2021 M02 28
Il peut arriver que pour un premier album, les membres du groupe s'affichent sur la pochette. Mais pas les Arctic Monkeys. Du coup, qui est ce type, ivre, qui fume une cigarette ? Est-ce que c’est le chanteur du groupe ? Pas du tout. Le guitariste ? Non plus. Bassiste, batteur ? Toujours pas. En réalité, le garçon sur la pochette ne fait même pas partie de la formation.
Vu le succès du disque, tous les paparazzi anglais se mettent en chasse pour découvrir qui est cet homme. Ils arrivent à retrouver la photographe : Alexandra Wolkowicz, une Germano-polonaise inconnue au bataillon. Après plusieurs interrogatoires, elle finit par cracher le morceau et révèle qu’il s’agit d’un certain Chris McClure. Lui aussi inconnu au bataillon, une nouvelle enquête s’ouvre au sein de la section rock des médias britanniques. Le bassiste d’Arctic Monkeys, Andy Nicholson, a comme meilleur ami un certain Jon McClure, du groupe Reverend And The Makers. L’homme bourré sur la pochette, c’est le frère de Jon. Il est immédiatement repéré et les médias lui tombent dessus.
Le Guardian l’interviewe, il raconte : "Je connais les copains d’Arctic Monkeys depuis qu’on a 16 ans, on allait aux mêmes concerts, prenait le même bus. Quand ils ont commencé à tourner, ils m’ont demandé d’être le mec qui accordait leurs guitares. La photo, c’était informel, j’ai vu la photographe à 14 heures, elle m’a dit “Va boire, reviens à minuit”, j’étais avec des potes, ils nous ont filé plusieurs centaines de Livres, on a été se murger avec et on est revenus à 2 heures du mat’. Le shooting a commencé, ils m’ont offert du whisky, j’ai gerbé, le shooting a continué. Contrairement au cliché, dans ma tête, tout était flou. J’avais presque oublié tout ça quand j’ai découvert que c’était ma tronche sur la pochette".

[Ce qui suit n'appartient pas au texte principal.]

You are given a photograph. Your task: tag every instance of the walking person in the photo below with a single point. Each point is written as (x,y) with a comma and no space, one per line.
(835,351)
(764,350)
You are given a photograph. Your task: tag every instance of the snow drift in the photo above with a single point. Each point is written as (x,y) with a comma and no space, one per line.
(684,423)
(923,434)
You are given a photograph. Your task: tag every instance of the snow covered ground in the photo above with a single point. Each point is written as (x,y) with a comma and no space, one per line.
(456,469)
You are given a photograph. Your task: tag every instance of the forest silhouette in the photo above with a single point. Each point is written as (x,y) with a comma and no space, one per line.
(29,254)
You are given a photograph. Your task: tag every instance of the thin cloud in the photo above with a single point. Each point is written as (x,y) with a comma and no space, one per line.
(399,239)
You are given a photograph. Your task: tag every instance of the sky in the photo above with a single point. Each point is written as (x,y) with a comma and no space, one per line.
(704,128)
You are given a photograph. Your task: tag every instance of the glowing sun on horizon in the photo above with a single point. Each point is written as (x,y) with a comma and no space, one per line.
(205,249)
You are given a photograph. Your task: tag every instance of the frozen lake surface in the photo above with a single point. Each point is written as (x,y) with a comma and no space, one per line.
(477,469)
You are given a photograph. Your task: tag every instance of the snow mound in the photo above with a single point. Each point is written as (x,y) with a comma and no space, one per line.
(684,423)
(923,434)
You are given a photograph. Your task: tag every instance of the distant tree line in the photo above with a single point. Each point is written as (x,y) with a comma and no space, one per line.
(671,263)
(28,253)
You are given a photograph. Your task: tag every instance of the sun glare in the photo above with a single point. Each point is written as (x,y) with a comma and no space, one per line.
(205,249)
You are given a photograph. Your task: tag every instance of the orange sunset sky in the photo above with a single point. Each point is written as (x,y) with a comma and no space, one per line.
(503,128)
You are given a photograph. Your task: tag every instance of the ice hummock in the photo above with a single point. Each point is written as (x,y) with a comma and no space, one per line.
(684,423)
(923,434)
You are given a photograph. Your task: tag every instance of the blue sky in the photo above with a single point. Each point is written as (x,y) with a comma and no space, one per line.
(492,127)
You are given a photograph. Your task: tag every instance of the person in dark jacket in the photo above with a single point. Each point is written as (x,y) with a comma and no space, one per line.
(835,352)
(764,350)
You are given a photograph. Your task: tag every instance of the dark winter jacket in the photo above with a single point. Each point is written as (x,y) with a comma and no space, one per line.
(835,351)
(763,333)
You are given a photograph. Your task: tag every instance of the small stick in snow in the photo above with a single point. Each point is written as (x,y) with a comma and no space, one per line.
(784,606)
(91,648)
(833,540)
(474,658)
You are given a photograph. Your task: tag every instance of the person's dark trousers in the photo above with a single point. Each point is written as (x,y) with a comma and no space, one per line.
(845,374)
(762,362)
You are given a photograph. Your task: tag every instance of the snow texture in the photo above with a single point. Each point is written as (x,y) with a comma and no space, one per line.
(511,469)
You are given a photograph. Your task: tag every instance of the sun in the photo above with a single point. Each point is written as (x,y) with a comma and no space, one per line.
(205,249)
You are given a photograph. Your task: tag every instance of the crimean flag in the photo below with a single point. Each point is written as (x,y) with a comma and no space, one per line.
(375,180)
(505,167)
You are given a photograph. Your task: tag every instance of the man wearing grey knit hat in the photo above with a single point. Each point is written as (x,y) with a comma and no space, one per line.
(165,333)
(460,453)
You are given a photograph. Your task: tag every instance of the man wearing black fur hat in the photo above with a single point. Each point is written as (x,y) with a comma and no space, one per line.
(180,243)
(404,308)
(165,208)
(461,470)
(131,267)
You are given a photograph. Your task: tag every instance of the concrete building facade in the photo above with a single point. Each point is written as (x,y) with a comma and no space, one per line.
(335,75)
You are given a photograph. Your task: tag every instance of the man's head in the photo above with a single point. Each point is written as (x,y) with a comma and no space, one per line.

Chris McClure (Tea boy friend of the band, frontman of The Violet May) posing for what would become the iconic cover art of Arctic Monkeys’ debut album, “Whatever people say I am, that’s what I’m not”. pic.twitter.com/sudQ2kbFWU
— ari 🏳️🌈⃤ (@sucksitandsee) July 24, 2019
Le disque sort et Chris a enfin dessoûlé. “La gloire m’est tombée dessus, à 19 ans. Alors que tout ce que j’avais fait, c’est m’envoyer du whisky. Mon téléphone n’arrêtait plus de sonner. Toutes les télés d’Angleterre étaient à mes trousses, mais moi j’étais étudiant, et serveur dans un pub. Le Daily Star m’offrait 10 000 £ pour laisser un photographe me suivre en soirée. Dans ma fac, on affichait mon visage dans les chambres, les clubs me réclamaient, Noel Gallagher disait qu’il avait ma gueule dans son salon !”
Malheureusement, l’envers du décor n’est pas aussi drôle : on lui balance des clopes à la tête, on lui crache dessus pour incitation au tabagisme, et Chris s’enfonce dans l’alcoolisme. “J’ai été payé 750 £ pour cette nuit. Quel con : j’aurais dû demander 10 pence de chaque album vendu." Plus tard, il montera son groupe, The Violet May, qui sortira quatre singles en 2010 et n’aura absolument aucun succès. Sacré coup dur.
Le plus fou avec “Whatever People Say I Am, That’s What I’m Not”, c’est qu’il peut être résumé à sa pochette et la trajectoire de Chris McClure. Les chansons surpuissantes de cet album racontent l’alcool, la violence, la célébrité débile, les pubs enfumés et les clubs. Un bien beau disque qui fête ses 15 ans cette année, l’occasion parfaite pour se le réécouter dès maintenant en attendant la réouverture des pubs. Ah oui, Il faut aussi savoir que trois semaines après la sortie du disque, la Chambre des communes votera une loi interdisant la consommation de tabac dans les pubs et clubs du Royaume-Uni. Arctic Monkeys invente alors le délit anticipé. Mais ça, c'est une autre histoire.